I wondered what the woman had done to deserve such abuse and I remember feeling contempt for her because she took it.
Within seconds, certain there would be no encore, the street was again pulsating with a steamy tempo. I heard the apartment door slam and voices in the kitchen. Business was going on as usual here too. Shaken and desperate, I lit a joint to erase all thought.
Not long after that I moved out. A friend warned me that the place was "way too hot." The police were aware of it and other dealers were getting jealous of the business. I hurried home with the information, not knowing if I hoped to rescue my man or if I was the one who wanted to be rescued.
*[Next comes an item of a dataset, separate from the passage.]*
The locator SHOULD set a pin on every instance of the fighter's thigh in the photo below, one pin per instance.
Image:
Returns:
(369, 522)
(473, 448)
"I'm afraid to live here."
"So leave."
When I finally left it wasn't because of my fear of guns, cops, addiction or even death. It had to do with love - my family, my father. And if you're wondering where that came from, well that's another story too. If I didn't believe in anything else, at least I believed in that kind of love. I couldn't shake the image of my father laying down his change and seeing my bloody corpse splattered across the front page of The Post: "Teacher's Aide Statistic of Drug War in Alphabet City." I knew he deserved more than that, even if I didn't. Today I know we both did.